There are two main types of data sources that data journalists should be aware of: primary and secondary.
You can think of primary data sources as those that originated the data. Primary sources are thus the ultimate source of any recorded observation. They are also typically the ones able to offer data as close to their original (or “raw”) form as possible — that is, prior to any aggregation or modification. Primary data may include all of the responses and variables from a survey of depression among college students, or the observations from water quality sensors strategically placed around a region.
You can think of secondary data sources as those that have been aggregated or otherwise modified by some third party (not the originators of the data). This may include, for example, a single dataset produced by a non-profit environmental group that combines information from multiple government datasets. It may also include a “cleaned” version of a dataset produced by someone else.
Data journalists will often begin by looking for the original (“raw”) data and obtain it from the primary source. That is because there are several advantages to this strategy.
By working with the original data, you can dig into all potential aspects of those data and not be restricted to what a third party believes is most interesting (e.g., their decision to aggregate data to the state level). Like journalists, the authors of studies, white papers, and reports can only discuss some aspects of the data due to time and space limitations, and they might not focus on the relationships that might be most interesting to the citizens in your community. Similarly, some agencies will chose to only post a portion of their data online in order to (a) reduce the size of the dataset that they have to host and (b) make those data more manageable for ‘regular’ citizens. However, they may be able to provide the complete dataset upon request.
Additionally, by using a primary data source, a third party’s analytical mistake does not have to affect you. Put another way, you can run your own calculations on the primary data and thus have greater confidence that everything is in order, from the quality of the data in the dataset to the way a mathematical operation was executed.
There are also certain advantages to working with secondary data that can make them an alluring option for data journalists.
Doing your own data analysis might be really time-consuming, so a data journalist may want to let someone else do that heavy lifting. Additionally, the third party may be better at analyzing data or have certain subject expertise that a data journalist lacks. For example, a third party may be more capable at detecting and correcting issues in the original data and combining it with outside data to produce a more robust and accurate dataset. In those cases, it might be perfectly sensible to rely on secondary data sources to produce accurate and insightful journalism.

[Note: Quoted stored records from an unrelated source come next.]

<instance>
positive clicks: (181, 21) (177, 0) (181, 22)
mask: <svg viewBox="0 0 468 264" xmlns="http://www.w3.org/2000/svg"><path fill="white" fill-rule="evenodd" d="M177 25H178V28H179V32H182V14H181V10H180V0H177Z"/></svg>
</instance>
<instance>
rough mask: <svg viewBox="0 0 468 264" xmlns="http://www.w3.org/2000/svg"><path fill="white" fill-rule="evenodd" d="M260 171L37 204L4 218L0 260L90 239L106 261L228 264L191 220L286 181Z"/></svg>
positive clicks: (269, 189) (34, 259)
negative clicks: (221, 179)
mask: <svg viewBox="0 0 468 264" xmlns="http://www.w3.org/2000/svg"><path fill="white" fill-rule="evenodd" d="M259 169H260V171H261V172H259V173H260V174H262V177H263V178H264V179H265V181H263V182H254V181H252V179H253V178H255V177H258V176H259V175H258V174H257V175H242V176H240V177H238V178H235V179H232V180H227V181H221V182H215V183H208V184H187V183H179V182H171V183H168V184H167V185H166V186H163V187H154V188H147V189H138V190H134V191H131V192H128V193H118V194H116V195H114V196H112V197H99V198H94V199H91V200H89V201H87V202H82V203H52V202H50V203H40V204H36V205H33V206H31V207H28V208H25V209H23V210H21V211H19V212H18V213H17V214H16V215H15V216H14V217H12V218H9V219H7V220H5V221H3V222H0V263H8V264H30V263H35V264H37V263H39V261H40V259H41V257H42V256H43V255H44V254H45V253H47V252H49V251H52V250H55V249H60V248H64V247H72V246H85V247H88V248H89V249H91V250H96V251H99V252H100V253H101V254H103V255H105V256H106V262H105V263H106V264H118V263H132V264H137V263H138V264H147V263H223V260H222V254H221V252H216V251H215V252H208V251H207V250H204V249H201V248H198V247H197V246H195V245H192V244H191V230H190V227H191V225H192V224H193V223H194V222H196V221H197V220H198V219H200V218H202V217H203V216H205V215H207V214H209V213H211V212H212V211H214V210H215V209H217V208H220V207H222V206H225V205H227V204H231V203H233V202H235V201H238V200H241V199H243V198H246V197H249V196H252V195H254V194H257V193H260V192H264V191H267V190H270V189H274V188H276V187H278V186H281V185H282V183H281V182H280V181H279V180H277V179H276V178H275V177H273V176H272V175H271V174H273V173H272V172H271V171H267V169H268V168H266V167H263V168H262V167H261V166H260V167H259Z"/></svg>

A data journalist simply must be certain they really trust the source of the secondary data and recognize that this option may limit the journalist’s ability to find stories in data and tell them through data. Put another way, there is a lot of useful information that can get lost through the filter of a third party.
Data journalists can also collect data themselves, or rely on a third party to collect the data on their behalf. Indeed, news organizations have won awards for their original data collection efforts, as with the Washington Post’s database on fatal shootings involving police.
Collecting one’s own data has several advantages. The main advantage is that the journalist can choose exactly which variables to get data for and who to get it from. Data journalists will often find that the data they are most interested in have not yet been collected by anyone else. Put another way, there is no data if the journalist does not collect it themselves. Additionally, data journalists can also get the most recent data possible if they do their own data collection. If they rely on existing data, journalists may have to work with information that is months if not years old.
Media organizations may also wish to collect their own data but delegate the task to a trusted third party that is experienced in collecting data. This is often the case with polling data, but it can also involve other tasks. Letting a third party take charge of data collection can yield better data since research consultants tend to have the skills and background necessary to increase the likelihood the data will be representative and robust.
Journalists will generally rely on information collected by some third party, like the U.S. Census Bureau, a sports league, an interest group, or a polling firm. That’s because journalists don’t usually have the time, money, or expertise to collect their own data. Indeed, such data are sometimes free and highly useful, as with much of the data collected by local, state, and federal governments. Put another way, different types of data sources can all be useful for producing data journalism — and much of the data journalism we see today is the result of observations collected by third parties.
Additionally, it is worth nothing that it is not the type of data source that differentiates data journalism from journalism with statistics. Instead, the differentiation comes from what the journalist does with the data. Data journalism involves an original analysis of a dataset — whether collected by the journalist, provided in a “raw” form by a first party, or even aggregated to some extent by a third party — while the latter involves picking out interesting elements from some third party’s data analysis (e.g., a striking quantitative finding from their report).